Camorrista, putero, hijo de puta, maltratador de mujeres... al cabo de media hora de llegar Baños ya había anotado una página de adjetivos dedicados por personal y clientes al “muerto de hambre” de la nevera. Habían celebrado la noticia de su muerte con una noche de barra libre.
En cambio, el recuerdo de la negra que se fue con él parecía haberse desvanecido por completo, de una forma que a estas alturas ya le resultaba familiar a Baños.
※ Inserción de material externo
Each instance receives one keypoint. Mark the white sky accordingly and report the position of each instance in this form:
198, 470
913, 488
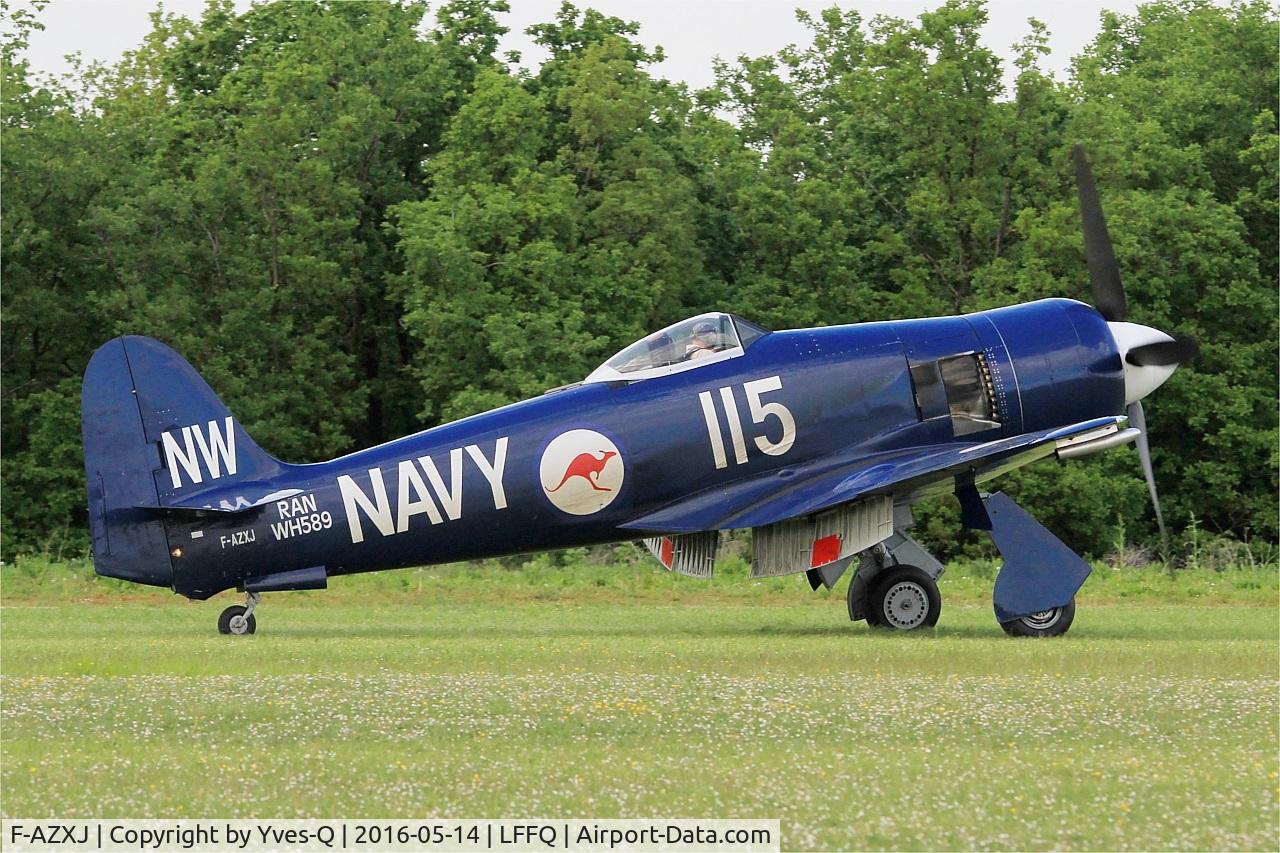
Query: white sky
691, 32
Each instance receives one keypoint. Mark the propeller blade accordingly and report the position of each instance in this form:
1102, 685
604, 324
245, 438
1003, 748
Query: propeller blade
1137, 418
1104, 270
1162, 354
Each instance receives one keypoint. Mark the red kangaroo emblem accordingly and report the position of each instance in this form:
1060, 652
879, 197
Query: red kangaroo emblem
589, 468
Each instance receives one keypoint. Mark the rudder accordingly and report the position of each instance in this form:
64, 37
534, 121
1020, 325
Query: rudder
155, 436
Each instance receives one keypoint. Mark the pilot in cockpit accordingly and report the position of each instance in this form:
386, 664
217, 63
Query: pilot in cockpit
705, 341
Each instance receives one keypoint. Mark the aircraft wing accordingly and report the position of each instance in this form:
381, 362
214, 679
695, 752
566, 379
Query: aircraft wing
839, 479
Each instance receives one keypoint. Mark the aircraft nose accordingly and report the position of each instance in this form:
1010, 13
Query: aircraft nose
1148, 356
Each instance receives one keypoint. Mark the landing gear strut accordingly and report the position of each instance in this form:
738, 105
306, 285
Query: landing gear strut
238, 619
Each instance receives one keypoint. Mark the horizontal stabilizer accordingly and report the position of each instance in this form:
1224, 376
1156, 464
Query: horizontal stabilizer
241, 498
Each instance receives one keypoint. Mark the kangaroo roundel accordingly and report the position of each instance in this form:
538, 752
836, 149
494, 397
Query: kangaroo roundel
581, 471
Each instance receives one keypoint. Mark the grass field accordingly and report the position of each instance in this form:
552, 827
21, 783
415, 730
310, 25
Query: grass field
594, 692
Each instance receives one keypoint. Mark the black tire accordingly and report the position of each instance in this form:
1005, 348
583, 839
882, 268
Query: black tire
1047, 623
904, 598
224, 621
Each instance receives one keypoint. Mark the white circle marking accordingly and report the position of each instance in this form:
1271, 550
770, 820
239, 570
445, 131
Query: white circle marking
581, 471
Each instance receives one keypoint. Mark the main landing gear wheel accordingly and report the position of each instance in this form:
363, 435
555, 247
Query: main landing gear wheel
238, 619
1046, 623
905, 600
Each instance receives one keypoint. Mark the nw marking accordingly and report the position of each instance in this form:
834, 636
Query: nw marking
216, 448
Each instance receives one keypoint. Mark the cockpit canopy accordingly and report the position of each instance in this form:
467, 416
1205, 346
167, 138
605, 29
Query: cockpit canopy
690, 343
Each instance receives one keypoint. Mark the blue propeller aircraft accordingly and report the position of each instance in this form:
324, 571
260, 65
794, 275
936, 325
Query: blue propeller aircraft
817, 439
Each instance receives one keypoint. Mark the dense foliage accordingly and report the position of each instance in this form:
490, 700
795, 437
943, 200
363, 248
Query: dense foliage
357, 222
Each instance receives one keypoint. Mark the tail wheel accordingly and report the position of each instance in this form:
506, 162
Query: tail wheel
1046, 623
905, 598
233, 620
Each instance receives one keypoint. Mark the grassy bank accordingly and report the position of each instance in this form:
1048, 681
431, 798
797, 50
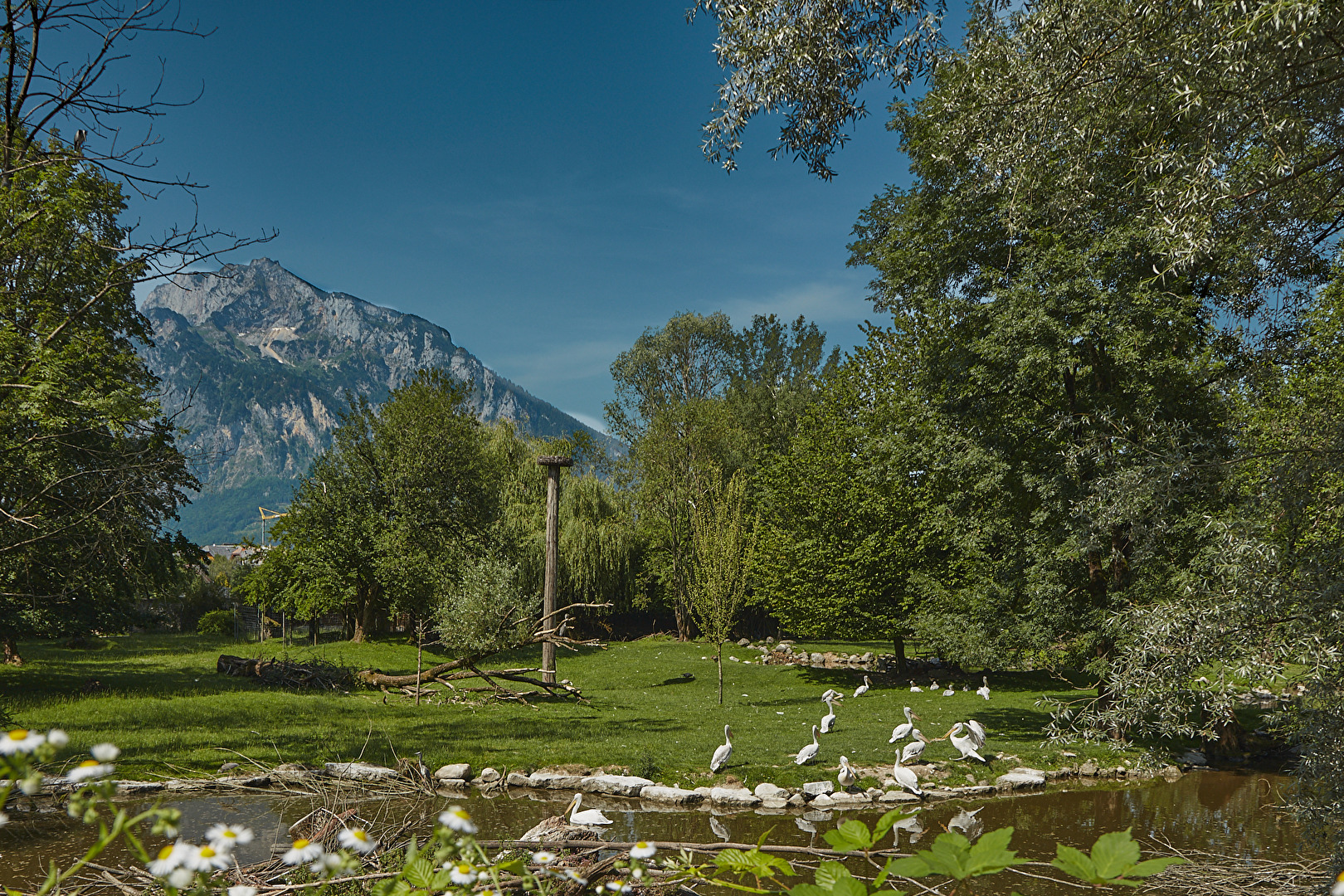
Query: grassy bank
160, 699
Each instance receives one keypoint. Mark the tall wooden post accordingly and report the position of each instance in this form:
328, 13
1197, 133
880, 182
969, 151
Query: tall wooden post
553, 557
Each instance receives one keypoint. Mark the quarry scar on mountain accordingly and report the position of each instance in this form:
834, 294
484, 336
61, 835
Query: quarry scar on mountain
261, 359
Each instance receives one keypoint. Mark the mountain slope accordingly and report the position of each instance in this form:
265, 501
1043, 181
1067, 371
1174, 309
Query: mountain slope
260, 362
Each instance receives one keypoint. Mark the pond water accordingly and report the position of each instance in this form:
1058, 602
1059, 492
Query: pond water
1220, 811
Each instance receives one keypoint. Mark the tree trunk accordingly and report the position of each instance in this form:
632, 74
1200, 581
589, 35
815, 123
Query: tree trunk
718, 660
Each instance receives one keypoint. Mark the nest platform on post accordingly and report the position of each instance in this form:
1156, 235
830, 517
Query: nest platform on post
553, 465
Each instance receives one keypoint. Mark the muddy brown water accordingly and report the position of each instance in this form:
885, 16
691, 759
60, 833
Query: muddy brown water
1220, 811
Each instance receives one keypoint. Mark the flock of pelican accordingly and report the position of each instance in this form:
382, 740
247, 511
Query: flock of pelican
967, 737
El identikit provocaba reacciones demasiado rápidas y s se estremeció atráseguras “No, no, no me acuerdo de cómo era, pero no se parecía en nada”. “Es que no era cliente habitual, sólo vino unos días, ni siquiera la vi, pero ésta no era, seguro”. Al cabo, un camarero sobornado le dirigió discretamente hacia un senegalés de ojos enormes y dientes blancos como el marfil que miraba a las chicas que bailaban en la pista con ánimo de cazador seleccionando su presa.
—Yo no me acuerdo de cómo era, pero ese también se fue un día con ella.
Baños abordó al senegalés.
—Dicen que te fuiste con la negra...
—Cada día con una —dijo el senegalés, disimulando la ansiedad con una sonrisa.
—Sabes a quién me refiero. Una nueva, una que rondaba por aquí como si buscara algo.
—No sé decirle. Hay muchas que buscan. Negras y también alguna blanca.
Baños le mostró la foto de Donna Summer.
—¿Era ésta, no?
Los ojos del senegalés se iluminaron de alegría.
—¡Sí, sí, ésta, ésta, ahora lo recuerdo! ¡O esta, o una muy parecida! —exclamó, feliz de poder aprovechar aquella inesperada oportunidad de confundir al policía.
Con esto, Dan Baños dio el asunto por concluido. La historia se repetía y, al repetirse, se confirmaba.
Por la tarde, en el edificio en demolición arrancaban las vigas del piso superior. Mesmerizado por el espectáculo, Dan Baños lo miraba sin verlo y pensaba en la Negra. Se decía que ya la conocía. Y que conocerla, para él, era más importante que detenerla.
Era como en aquellas películas del Oeste donde, al principio, unos cuatreros eliminan a toda la familia del protagonista. El protagonista se salva y pasa años entrenándose hasta convertirse en una máquina de matar. Empieza con los asesinos de sus familiares, pero una vez que ha terminado con ellos, ya no puede parar. Allí donde ve un abuso, allí donde detecta una injusticia, interviene.
Una especie de personaje mítico y fascinante. Alguien capaz de arriesgarlo todo a cambio de nada por ayudar a los demás.
Tal vez, antes de que cayeran sus propias vigas maestras, tendría el privilegio de conocerla.